Frequently, signs show up primarily as central nervous system abnormalities (behavior changes, abnormal motor or sensory skills, etc.). A common sign in dogs is paroxysmal sneezing. The animal may also have bright red mucous membranes, an enlarged spleen and increased thirst. Oxygen toxicity can cause tissue damage due to exposure to unusually high concentrations of oxygen, carried by the abnormally large number of circulating RBCs, over long periods of time. If untreated, polycythemia can lead to lethargy, confusion, trouble walking and seizures.
Treating Polycythemia Depends on the Type
Treating Relative Polycythemia
Relative polycythemia caused by dehydration (for instance, if the dog has been experiencing severe vomiting or diarrhea), is normally diagnosed following routine blood work, including a complete blood count to measure blood protein concentration levels. In cases of relative polycythemia, blood protein levels will be high. A sudden incident of extreme fright or excitement also can cause relative polycythemia, because the spleen can contract and release a sudden burst of red blood cells into circulation. Rehydration resolves relative polycythemia. A veterinarian can easily increase a dog’s overall body fluid levels by well-monitored intravenous or subcutaneous fluid therapy. Keeping the animal as calm as possible can facilitate the rehydration process. Once the dog’s fluids levels return to normal, the condition should be resolved.
Treating Absolute Polycythemia - Primary
Primary absolute polycythemia is the result of an uncommon bone marrow disease in dogs. The cause is not well understood. This is a chronic condition that causes overgrowth of red blood cell precursors in the bone marrow, which in turn causes overproduction of RBCs. Basically, the blood becomes too thick, because the cellular/more solid components are elevated while the fluid component remains relatively normal.
Initial treatment of absolute polycythemia is to reduce the viscosity of the blood by reducing the number of circulating RBCs and thereby reducing or resolving clinical signs. This is accomplished through therapeutic phlebotomy – a procedure where a set amount of blood is removed from a central vein. To prevent blood pressure from dropping dramatically because of rapid blood loss, veterinarians usually simultaneously administer a roughly equivalent volume of saline through a different catheter. Phlebotomies sometimes are called “bleeding the animal,” and may need to be repeated periodically. If the underlying condition is severe, a medication called hydroxyurea, and chemotherapy medications such as chlorambucil, can be administered to suppress red blood cell production by the bone marrow. Discuss the consequences of all treatments with your veterinary professional.
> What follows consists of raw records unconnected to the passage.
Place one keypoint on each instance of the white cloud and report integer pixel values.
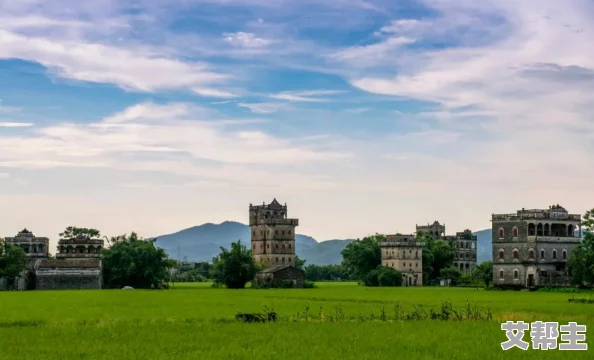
(206, 92)
(15, 124)
(305, 96)
(133, 69)
(262, 108)
(244, 39)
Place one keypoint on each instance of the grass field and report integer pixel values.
(194, 322)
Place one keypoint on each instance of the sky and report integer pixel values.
(362, 116)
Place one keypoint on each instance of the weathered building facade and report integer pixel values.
(77, 264)
(405, 254)
(531, 248)
(436, 230)
(465, 248)
(273, 242)
(36, 248)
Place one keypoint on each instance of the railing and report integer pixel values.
(81, 242)
(77, 255)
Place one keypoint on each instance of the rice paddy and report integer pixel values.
(332, 321)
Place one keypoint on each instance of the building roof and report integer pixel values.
(277, 268)
(65, 264)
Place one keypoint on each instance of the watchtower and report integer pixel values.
(273, 234)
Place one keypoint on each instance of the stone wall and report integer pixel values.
(63, 281)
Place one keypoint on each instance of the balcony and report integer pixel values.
(554, 239)
(77, 255)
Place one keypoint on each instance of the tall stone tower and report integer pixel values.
(273, 234)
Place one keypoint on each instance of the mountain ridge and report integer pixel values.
(203, 243)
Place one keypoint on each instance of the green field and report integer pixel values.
(196, 322)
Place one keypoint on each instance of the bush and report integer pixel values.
(383, 276)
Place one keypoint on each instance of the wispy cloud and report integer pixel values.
(244, 39)
(305, 96)
(262, 108)
(206, 92)
(15, 124)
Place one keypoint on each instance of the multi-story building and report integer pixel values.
(405, 254)
(436, 230)
(465, 248)
(273, 243)
(36, 248)
(531, 247)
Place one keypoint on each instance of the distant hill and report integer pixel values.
(202, 243)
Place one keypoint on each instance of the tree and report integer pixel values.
(383, 276)
(581, 261)
(451, 273)
(362, 256)
(13, 260)
(234, 268)
(134, 261)
(299, 264)
(483, 272)
(72, 232)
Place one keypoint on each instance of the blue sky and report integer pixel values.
(364, 116)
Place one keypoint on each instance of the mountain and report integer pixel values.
(202, 243)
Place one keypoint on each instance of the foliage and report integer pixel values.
(383, 276)
(299, 264)
(362, 256)
(483, 272)
(326, 272)
(581, 261)
(72, 232)
(134, 261)
(13, 260)
(234, 268)
(437, 255)
(451, 273)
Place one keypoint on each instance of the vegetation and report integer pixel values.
(72, 232)
(13, 260)
(234, 268)
(195, 321)
(134, 261)
(581, 261)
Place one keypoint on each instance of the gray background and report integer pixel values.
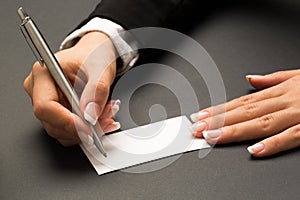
(259, 38)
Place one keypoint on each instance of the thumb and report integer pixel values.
(265, 81)
(93, 99)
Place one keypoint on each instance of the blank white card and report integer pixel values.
(143, 144)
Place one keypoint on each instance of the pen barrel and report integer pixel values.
(52, 65)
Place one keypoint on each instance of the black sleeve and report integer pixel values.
(135, 13)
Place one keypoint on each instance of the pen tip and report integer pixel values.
(22, 13)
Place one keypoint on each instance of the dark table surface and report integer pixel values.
(256, 39)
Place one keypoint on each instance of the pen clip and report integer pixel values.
(31, 45)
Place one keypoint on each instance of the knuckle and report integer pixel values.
(245, 100)
(102, 88)
(266, 122)
(296, 134)
(39, 109)
(68, 125)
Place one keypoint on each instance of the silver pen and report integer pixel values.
(45, 56)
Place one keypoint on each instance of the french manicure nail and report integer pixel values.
(249, 77)
(85, 138)
(113, 127)
(117, 102)
(198, 116)
(256, 148)
(212, 134)
(92, 113)
(199, 126)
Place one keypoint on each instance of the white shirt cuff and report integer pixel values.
(126, 51)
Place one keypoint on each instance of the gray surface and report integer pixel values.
(242, 41)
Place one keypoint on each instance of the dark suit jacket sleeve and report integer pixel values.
(135, 13)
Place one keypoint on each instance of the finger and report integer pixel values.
(264, 126)
(261, 82)
(111, 109)
(286, 140)
(45, 102)
(94, 96)
(243, 101)
(245, 113)
(28, 84)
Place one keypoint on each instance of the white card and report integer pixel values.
(143, 144)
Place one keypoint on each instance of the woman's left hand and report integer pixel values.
(272, 113)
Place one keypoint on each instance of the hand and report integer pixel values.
(273, 114)
(91, 68)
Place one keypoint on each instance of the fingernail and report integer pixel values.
(85, 138)
(249, 77)
(113, 127)
(212, 134)
(198, 116)
(115, 107)
(256, 148)
(199, 126)
(92, 113)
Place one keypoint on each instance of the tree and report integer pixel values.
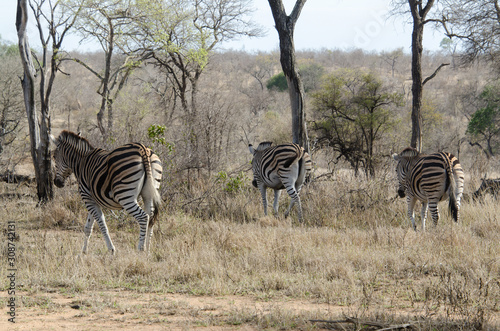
(58, 24)
(391, 58)
(11, 101)
(179, 37)
(285, 25)
(419, 11)
(476, 24)
(353, 111)
(110, 22)
(484, 125)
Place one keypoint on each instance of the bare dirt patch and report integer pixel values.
(115, 310)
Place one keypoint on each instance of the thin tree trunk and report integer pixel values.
(285, 26)
(416, 74)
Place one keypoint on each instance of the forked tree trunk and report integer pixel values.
(285, 26)
(39, 147)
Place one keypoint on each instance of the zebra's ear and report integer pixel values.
(52, 142)
(264, 145)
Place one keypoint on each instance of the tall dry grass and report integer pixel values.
(356, 250)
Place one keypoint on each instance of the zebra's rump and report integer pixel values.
(117, 177)
(429, 175)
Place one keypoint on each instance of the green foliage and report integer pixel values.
(156, 134)
(309, 73)
(353, 111)
(232, 184)
(484, 125)
(486, 120)
(277, 82)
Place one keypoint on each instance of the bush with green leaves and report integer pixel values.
(232, 184)
(484, 125)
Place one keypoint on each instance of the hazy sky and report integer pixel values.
(331, 24)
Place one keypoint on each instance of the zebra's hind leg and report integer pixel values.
(434, 210)
(87, 230)
(294, 195)
(423, 214)
(276, 201)
(148, 208)
(101, 222)
(142, 218)
(411, 204)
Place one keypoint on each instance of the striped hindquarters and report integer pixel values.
(115, 179)
(271, 163)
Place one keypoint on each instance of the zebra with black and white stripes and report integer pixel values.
(429, 179)
(280, 167)
(112, 180)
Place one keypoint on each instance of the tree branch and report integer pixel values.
(434, 73)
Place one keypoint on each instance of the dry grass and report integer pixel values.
(356, 253)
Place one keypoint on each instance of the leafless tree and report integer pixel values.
(476, 24)
(51, 17)
(285, 25)
(419, 11)
(179, 37)
(110, 23)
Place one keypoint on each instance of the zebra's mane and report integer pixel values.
(264, 145)
(75, 140)
(409, 152)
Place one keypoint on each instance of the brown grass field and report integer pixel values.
(216, 263)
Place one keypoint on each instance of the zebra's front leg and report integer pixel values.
(276, 201)
(423, 214)
(142, 218)
(263, 193)
(96, 212)
(87, 230)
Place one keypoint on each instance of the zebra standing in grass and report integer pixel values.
(111, 180)
(429, 179)
(279, 167)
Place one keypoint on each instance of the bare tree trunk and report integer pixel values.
(417, 86)
(418, 13)
(285, 26)
(38, 147)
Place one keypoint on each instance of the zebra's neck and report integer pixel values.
(78, 149)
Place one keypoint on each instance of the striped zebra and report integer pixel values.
(111, 180)
(280, 167)
(429, 179)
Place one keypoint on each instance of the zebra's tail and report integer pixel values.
(149, 190)
(453, 204)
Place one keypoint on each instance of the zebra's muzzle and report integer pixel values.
(58, 182)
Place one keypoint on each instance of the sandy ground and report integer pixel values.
(126, 310)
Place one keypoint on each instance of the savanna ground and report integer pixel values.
(218, 264)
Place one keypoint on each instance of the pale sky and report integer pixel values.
(323, 24)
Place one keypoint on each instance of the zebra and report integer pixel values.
(429, 179)
(279, 167)
(112, 180)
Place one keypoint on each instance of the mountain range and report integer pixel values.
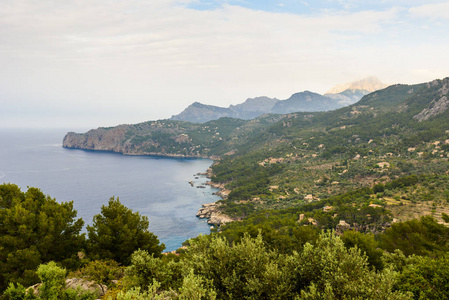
(337, 97)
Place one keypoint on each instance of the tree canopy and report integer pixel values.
(35, 229)
(118, 231)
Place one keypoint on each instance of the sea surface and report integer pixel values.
(156, 187)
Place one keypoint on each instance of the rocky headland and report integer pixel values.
(211, 211)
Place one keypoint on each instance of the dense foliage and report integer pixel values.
(35, 229)
(118, 231)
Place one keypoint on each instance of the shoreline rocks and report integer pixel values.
(211, 211)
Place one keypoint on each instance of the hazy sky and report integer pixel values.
(91, 63)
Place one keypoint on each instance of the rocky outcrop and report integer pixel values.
(436, 106)
(306, 101)
(78, 284)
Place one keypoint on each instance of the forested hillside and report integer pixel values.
(347, 204)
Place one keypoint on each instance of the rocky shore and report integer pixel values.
(211, 211)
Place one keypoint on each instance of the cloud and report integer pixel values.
(158, 57)
(431, 11)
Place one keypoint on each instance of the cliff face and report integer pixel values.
(152, 138)
(170, 138)
(99, 139)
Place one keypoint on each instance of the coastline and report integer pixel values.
(211, 211)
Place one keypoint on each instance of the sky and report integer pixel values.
(91, 63)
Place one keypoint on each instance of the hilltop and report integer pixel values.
(280, 161)
(337, 97)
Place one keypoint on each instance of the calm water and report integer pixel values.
(155, 187)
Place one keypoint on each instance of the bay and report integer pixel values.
(156, 187)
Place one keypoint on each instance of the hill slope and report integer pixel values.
(279, 161)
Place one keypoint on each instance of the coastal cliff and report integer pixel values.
(171, 138)
(150, 138)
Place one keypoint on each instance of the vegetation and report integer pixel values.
(347, 204)
(35, 229)
(117, 232)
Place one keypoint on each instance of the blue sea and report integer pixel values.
(156, 187)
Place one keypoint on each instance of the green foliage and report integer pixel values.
(53, 281)
(367, 245)
(18, 292)
(35, 229)
(328, 270)
(425, 277)
(145, 269)
(421, 237)
(53, 285)
(118, 231)
(102, 272)
(246, 270)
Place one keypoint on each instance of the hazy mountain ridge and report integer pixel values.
(303, 101)
(230, 135)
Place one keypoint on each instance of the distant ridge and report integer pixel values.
(337, 97)
(369, 84)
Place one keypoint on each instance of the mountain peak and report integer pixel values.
(370, 84)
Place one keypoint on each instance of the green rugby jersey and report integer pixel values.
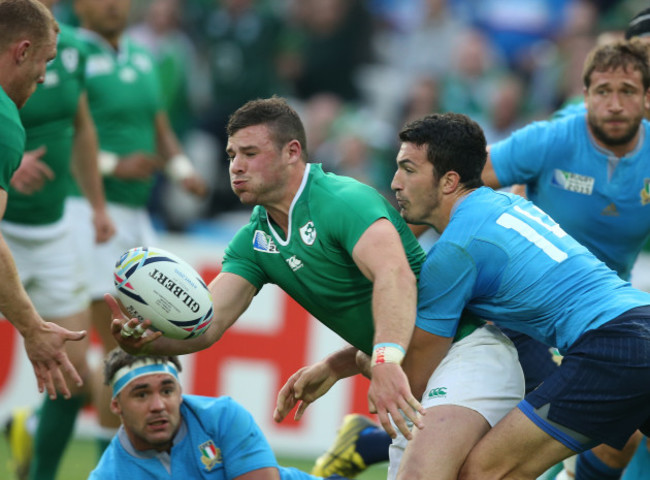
(314, 263)
(48, 118)
(124, 98)
(12, 139)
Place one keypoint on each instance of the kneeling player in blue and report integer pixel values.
(165, 434)
(504, 260)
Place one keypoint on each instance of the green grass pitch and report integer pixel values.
(80, 459)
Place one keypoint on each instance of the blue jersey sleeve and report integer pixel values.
(244, 447)
(446, 283)
(520, 158)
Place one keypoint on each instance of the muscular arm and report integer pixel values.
(425, 353)
(44, 341)
(231, 296)
(268, 473)
(84, 163)
(170, 150)
(380, 256)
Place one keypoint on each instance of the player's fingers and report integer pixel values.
(283, 407)
(139, 330)
(301, 409)
(45, 170)
(384, 419)
(114, 307)
(74, 335)
(413, 410)
(68, 368)
(149, 338)
(126, 330)
(60, 382)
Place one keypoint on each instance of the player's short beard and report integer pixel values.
(606, 139)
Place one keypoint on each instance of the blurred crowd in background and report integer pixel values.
(357, 70)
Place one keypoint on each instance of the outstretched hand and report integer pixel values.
(45, 347)
(389, 395)
(303, 387)
(132, 335)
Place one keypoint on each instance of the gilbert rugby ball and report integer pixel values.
(157, 285)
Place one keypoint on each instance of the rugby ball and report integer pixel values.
(157, 285)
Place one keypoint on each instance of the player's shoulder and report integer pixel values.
(10, 124)
(211, 410)
(333, 189)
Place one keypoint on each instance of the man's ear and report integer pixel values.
(450, 182)
(21, 51)
(115, 407)
(294, 150)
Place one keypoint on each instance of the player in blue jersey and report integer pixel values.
(505, 260)
(165, 434)
(588, 171)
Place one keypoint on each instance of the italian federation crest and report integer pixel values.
(645, 192)
(308, 233)
(210, 454)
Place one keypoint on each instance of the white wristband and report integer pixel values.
(179, 167)
(107, 162)
(387, 353)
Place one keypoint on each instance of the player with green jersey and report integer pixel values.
(28, 34)
(135, 141)
(340, 250)
(59, 136)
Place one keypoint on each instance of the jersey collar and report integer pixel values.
(277, 235)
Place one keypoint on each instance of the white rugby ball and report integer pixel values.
(157, 285)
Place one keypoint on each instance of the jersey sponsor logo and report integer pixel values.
(572, 182)
(645, 192)
(308, 233)
(128, 75)
(295, 263)
(142, 62)
(98, 65)
(610, 211)
(70, 59)
(262, 242)
(439, 392)
(51, 78)
(210, 454)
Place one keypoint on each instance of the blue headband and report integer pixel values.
(147, 366)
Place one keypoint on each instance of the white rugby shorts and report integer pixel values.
(480, 372)
(47, 267)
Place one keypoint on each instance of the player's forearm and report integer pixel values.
(394, 305)
(342, 363)
(84, 155)
(15, 305)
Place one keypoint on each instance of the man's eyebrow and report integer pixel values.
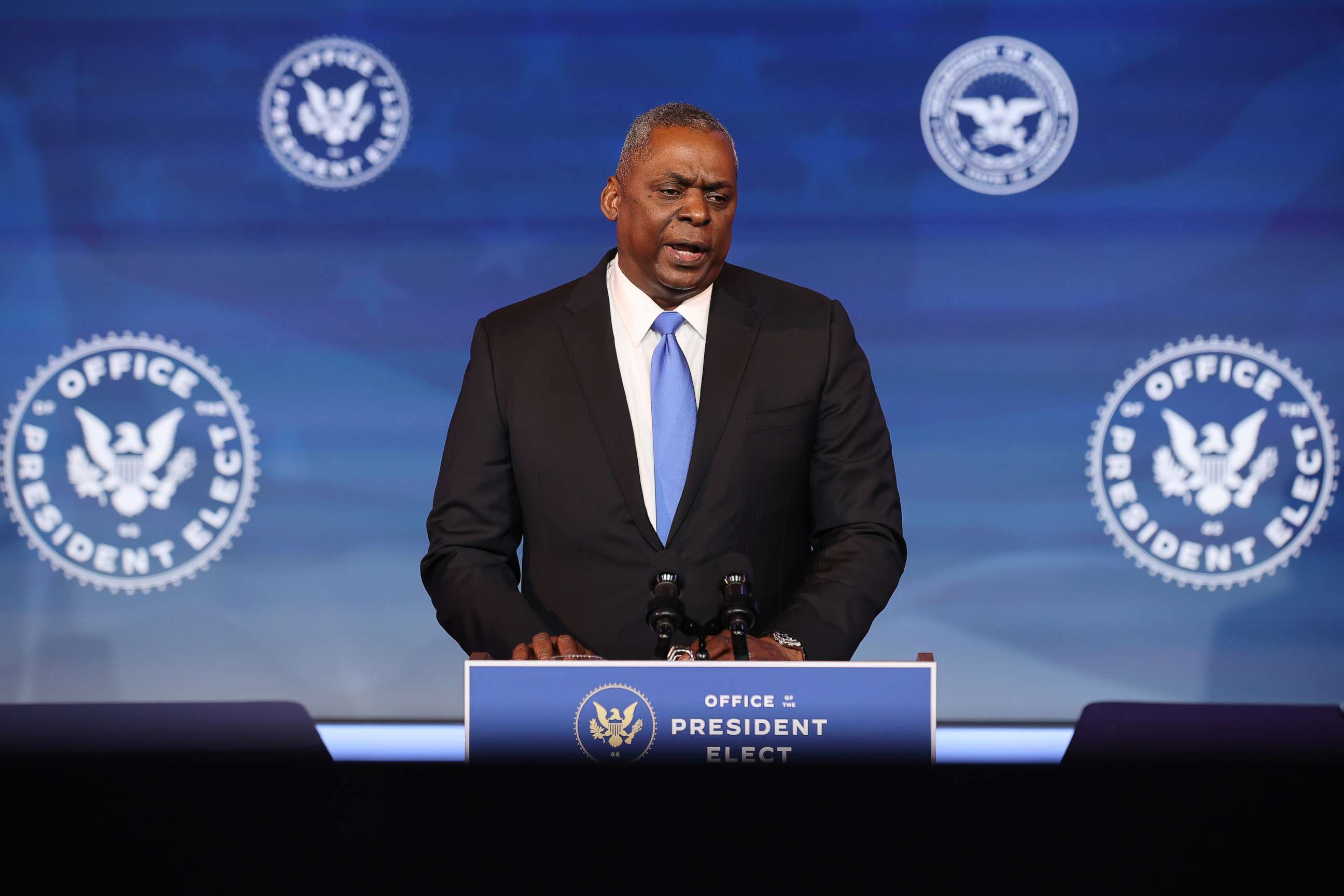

Treating Absolute Polycythemia – Secondary
Secondary absolute polycythemia occurs when the kidneys produce too much erythropoietin (“EPO”), a hormone that regulates red blood cell production through a different mechanism than that causing primary absolute polycythemia via bone marrow disorder. Normally, the kidneys in dogs make and release EPO in response to hypoxia, which is an insufficient availability of oxygen to body tissues.
A number of conditions can cause inadequate oxygen supply and thereby secondary absolute polycythemia, such as adaptation to high altitude, insufficient production of EPO by the kidneys due to cancer, cysts or other forms of renal disease, hyperthyroidism, hyperadrenocorticism, heart or lung disease or other causes of circulatory insufficiency. Regardless of cause, secondary absolute polycythemia is the result. In order to treat secondary absolute polycythemia, the cause of the condition first must be diagnosed. Once the cause is treated or controlled, the polycythemia should be brought under control as well. In some cases, especially if the dog’s signs of polycythemia are severe, periodic therapeutic phlebotomies will be recommended.